Бородатый замолчал, и сразу стало до боли тихо. Ни птиц, ни насекомых, ни ветерка. Стас тоже ничего не говорил.

– Ага, – вдруг снова продолжил Борькай. – Вот я тебя, Стасик, и спрашиваю: сколько тебе этих самых монет-то надо? Для счастья. Для настоящего. Так, чтобы ты радость подлинную ощутил. Чтобы прямо до слез, до дрожи, до сути самой. А? Вот разреши наш с Сенькой спор!

Стас опустил глаза и, найдя указательным пальцем едва заметный сучок в скамье, принялся его ковырять. Бородатый терпеливо ждал.

– Да это я так… просто. Коллекционирую, – наконец ответил он. Никакого стеснения юный нумизмат не испытывал: наоборот, ему неожиданно захотелось выложить всё начистоту.

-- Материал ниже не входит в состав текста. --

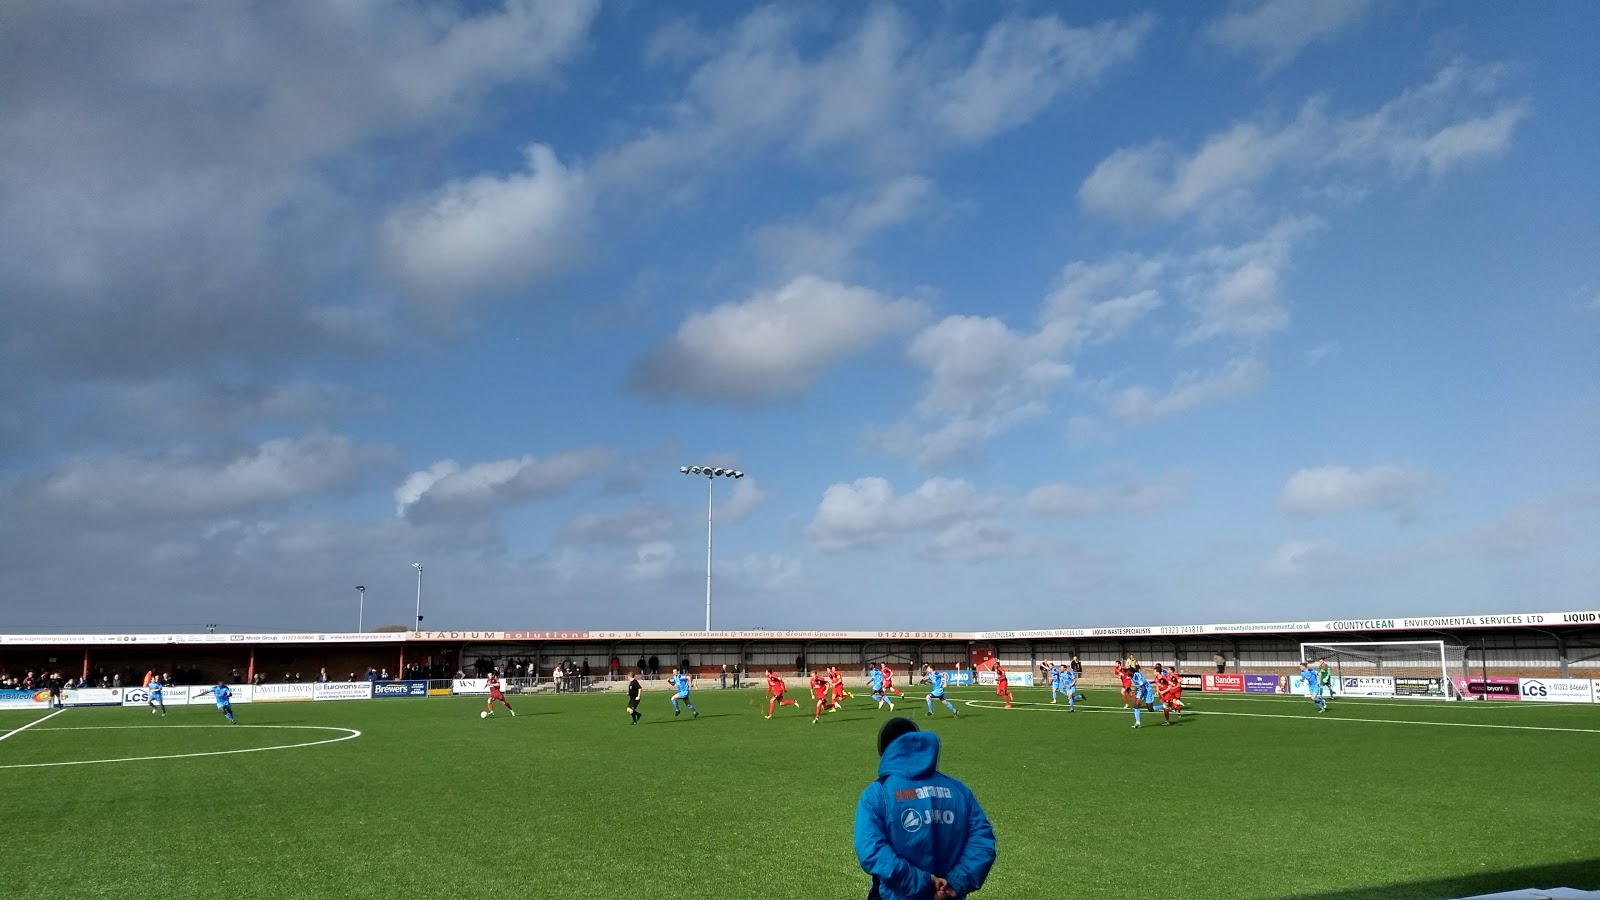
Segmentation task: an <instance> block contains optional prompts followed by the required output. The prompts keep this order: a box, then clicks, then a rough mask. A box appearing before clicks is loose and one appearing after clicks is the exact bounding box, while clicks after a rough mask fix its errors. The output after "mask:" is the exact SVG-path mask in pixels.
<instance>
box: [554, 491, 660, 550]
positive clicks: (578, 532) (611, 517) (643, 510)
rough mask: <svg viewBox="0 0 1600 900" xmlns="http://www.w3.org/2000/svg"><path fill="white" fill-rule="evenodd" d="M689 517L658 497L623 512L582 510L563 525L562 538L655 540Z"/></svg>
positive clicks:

Просто он пока не мог подобрать слова.

– Ну-ну, – подбодрил его Борькай и почесал свою левую кустистую бровь. – Не юли. Бить-то тебя за это не будут.

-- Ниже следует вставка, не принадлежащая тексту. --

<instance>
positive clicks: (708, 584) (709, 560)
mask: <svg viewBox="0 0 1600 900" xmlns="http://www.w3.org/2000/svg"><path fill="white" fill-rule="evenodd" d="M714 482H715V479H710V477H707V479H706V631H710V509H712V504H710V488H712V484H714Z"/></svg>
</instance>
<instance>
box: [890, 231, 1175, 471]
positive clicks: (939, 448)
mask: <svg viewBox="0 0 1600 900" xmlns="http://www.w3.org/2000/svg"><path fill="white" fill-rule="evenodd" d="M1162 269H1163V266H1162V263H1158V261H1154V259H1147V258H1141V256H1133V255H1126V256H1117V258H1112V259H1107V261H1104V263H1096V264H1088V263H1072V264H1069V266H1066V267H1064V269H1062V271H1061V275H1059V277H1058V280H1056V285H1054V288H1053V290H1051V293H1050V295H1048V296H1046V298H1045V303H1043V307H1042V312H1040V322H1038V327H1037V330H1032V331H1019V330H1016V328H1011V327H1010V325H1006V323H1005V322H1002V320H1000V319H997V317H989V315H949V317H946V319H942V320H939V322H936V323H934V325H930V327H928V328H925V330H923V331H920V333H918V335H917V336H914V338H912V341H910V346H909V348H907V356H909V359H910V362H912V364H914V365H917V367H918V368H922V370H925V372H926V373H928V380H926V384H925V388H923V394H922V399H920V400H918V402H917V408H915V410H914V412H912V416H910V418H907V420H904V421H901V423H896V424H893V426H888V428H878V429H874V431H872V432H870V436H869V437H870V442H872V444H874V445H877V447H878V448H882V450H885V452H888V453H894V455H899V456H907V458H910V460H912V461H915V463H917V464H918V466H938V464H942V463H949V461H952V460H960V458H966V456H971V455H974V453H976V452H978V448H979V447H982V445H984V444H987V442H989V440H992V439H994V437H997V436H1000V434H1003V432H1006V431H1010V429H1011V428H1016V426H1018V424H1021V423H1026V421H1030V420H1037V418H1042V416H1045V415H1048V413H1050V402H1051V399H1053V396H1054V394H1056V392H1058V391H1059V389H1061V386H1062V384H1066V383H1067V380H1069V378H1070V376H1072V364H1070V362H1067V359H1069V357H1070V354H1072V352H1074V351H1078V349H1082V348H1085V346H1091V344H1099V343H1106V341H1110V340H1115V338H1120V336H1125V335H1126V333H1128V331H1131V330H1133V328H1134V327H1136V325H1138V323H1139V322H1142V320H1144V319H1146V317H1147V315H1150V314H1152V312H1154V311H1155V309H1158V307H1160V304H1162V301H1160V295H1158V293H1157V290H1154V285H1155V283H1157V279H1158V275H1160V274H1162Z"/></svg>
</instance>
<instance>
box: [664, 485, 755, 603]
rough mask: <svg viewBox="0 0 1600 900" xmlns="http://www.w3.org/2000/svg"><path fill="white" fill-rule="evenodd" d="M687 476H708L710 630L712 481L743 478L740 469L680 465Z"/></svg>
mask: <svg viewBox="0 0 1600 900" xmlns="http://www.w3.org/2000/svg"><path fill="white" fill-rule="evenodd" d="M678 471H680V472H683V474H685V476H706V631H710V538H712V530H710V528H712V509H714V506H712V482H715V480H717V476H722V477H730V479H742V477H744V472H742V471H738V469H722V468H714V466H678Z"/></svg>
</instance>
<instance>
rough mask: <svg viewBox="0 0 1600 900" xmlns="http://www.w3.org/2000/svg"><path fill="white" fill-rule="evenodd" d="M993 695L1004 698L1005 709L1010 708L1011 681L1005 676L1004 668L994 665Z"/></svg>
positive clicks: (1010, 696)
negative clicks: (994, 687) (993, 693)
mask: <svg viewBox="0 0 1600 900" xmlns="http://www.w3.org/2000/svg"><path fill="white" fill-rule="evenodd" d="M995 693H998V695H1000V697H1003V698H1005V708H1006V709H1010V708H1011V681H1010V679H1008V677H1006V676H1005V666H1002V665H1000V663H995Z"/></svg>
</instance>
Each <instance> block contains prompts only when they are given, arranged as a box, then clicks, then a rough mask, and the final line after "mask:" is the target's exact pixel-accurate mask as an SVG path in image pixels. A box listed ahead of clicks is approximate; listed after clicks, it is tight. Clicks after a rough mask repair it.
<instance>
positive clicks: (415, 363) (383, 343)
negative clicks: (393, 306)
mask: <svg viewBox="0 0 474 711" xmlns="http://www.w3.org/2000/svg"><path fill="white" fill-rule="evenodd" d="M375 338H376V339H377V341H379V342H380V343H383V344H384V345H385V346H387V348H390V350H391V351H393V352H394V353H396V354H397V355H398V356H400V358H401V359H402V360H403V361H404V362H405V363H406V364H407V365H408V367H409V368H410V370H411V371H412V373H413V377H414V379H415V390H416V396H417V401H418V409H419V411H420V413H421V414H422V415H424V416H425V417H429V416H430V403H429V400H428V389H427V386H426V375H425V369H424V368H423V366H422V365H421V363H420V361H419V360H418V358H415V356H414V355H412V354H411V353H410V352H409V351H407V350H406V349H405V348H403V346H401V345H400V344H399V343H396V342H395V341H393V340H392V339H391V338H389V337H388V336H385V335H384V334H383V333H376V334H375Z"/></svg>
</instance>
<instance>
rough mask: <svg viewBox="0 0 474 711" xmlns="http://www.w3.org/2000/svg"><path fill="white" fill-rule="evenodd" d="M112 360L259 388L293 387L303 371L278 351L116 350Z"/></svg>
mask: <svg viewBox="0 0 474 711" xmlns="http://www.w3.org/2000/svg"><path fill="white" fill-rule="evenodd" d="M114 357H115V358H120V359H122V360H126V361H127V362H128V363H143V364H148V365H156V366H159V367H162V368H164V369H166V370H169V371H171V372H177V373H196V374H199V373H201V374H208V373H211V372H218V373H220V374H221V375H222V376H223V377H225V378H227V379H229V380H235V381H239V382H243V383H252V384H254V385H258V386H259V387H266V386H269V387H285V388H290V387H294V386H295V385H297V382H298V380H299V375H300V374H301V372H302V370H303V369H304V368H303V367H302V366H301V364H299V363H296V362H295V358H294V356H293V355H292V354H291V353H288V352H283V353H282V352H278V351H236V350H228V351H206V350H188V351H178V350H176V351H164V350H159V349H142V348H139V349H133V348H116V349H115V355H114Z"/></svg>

– Ну вообще я с детства вот собираю. У меня почти сорок дореволюционных монет, а остальные так – по мелочи. Есть даже одна первой половины восемнадцатого века.

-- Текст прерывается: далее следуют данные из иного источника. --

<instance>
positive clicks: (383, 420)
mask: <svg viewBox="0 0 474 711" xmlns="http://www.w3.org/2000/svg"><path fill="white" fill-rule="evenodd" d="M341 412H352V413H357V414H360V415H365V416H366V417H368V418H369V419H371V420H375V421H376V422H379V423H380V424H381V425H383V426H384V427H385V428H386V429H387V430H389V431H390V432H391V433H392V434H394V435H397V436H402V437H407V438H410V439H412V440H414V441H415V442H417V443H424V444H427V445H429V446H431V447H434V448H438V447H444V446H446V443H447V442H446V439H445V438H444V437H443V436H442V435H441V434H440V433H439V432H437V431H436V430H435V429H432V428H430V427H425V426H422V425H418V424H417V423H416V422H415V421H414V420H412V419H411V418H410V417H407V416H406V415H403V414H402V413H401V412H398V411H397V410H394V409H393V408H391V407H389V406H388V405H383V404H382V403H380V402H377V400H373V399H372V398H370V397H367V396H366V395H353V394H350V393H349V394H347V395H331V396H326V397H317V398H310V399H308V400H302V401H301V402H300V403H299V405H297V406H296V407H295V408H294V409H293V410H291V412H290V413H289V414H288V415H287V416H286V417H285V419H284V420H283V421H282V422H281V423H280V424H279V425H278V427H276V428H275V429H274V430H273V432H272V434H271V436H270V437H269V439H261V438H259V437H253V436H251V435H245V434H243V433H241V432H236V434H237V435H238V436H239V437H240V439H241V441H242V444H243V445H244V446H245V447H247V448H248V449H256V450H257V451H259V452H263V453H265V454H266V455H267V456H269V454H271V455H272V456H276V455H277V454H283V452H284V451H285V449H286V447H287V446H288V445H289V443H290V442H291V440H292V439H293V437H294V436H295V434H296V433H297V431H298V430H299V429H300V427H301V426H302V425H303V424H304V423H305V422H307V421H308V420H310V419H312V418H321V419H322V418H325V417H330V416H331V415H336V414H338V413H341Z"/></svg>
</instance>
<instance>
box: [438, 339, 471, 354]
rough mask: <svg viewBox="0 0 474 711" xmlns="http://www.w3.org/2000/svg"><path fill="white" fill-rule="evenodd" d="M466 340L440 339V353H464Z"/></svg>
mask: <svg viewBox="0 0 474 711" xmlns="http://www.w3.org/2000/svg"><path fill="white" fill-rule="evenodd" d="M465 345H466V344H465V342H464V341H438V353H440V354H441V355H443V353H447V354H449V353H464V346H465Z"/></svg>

Дядька одобрительно кивал, как китайская игрушка, в такт каждому его слову.

– А тут мы как… Начали искать вроде, ну по сёлам, но там люди-то ходят, всё такое. А с металлоискателем сейчас особо-то не разгонишься: могут так штрафануть, мама не горюй. Вот Толян и говорит: «По сёлам надо заброшенным пройтись!». А я…

– Ну это да, да, – мягко перебил его собеседник. – Это я в курсе. Но ты на вопрос мой ответь. Вот сколько тебе надо?

Стас еще раз скользнул взглядом по лицу бородатого и увидел, что тот спрашивает его вполне серьезно. С интересом.

– Ну как… Тут ведь сразу не ответишь. Еще ведь важно, какие монеты. Вот если катьки – ну там при Екатерине Великой которые – это, конечно, один разговор. А если советские, так этого добра везде полно, нам они и не нужны, по большому счету.

– Вам с Толяном пофиг на них? – уточнил бородатый и чуть улыбнулся.

– Ну да, – заулыбался в ответ Стас. – Не на все, конечно. Есть и советские монеты – очень крутые. Тут надо по каталогу смотреть, в Инете их полно: какие ценные, какие нет.

– Ага, ага! – закивал сидящий рядом с ним. Бородатое лицо чуть отвернулось от Стаса, склонилось к земле, и мужчина, протянув правую руку к посоху, стал гладить его по сучковатой кожице. Они снова помолчали.

– А Сенька-то у меня – парень и впрямь не промах… – наконец вздохнул Борькай; голос у него чуть изменился, стал тише, с какими-то хрипами и сипом. – Знает, ведь как правильно спорить. Ничего не попишешь… Что же, Стасик, идти мне надо. И тебе тоже нечего здесь задерживаться. Отпускаю я тебя. Можешь возвращаться.

Стас послушно приподнялся с лавки.

– Иди, иди, Стасик. Поговорили мы с тобой – как воды напились. Только калитку на крючок запереть не забудь, а то ходят тут… Скотина всякая может забрести, а нечего ей на кладбище-то делать, сам знаешь.

Студент закивал и поспешил обратно. Всё-таки неуютно было здесь, да и, честно говоря, не любил он бывать на кладбищах.

Глава 4

Такие ловушки старый машинист умел обходить на раз-два. Но тут засмотрелся на показавшуюся вдалеке крышу бывшей помаевской церкви, ёкнуло его сердце от радости, колеса старой девятки повело по влажной колее, и сел он в аккурат на брюхо. «Приехали, мать твою растудыт!».

В общем-то, он и не рассчитывал на автомобиле добраться до самой избы. Не на «УАЗике» всё-таки сегодня, рисковать нечего. Кто бы его потом из этаких дебрей выколупливал? Но чтобы вот так вот глупо сесть посреди бела дня на нормальной еще полевой дорожке – это уж совсем. Старость не радость, как говорится.

Он попробовал вытащить машину с налету, но не тут-то было. Понял, что придется провозиться почти час, и решил это дело оставить на завтрашнее.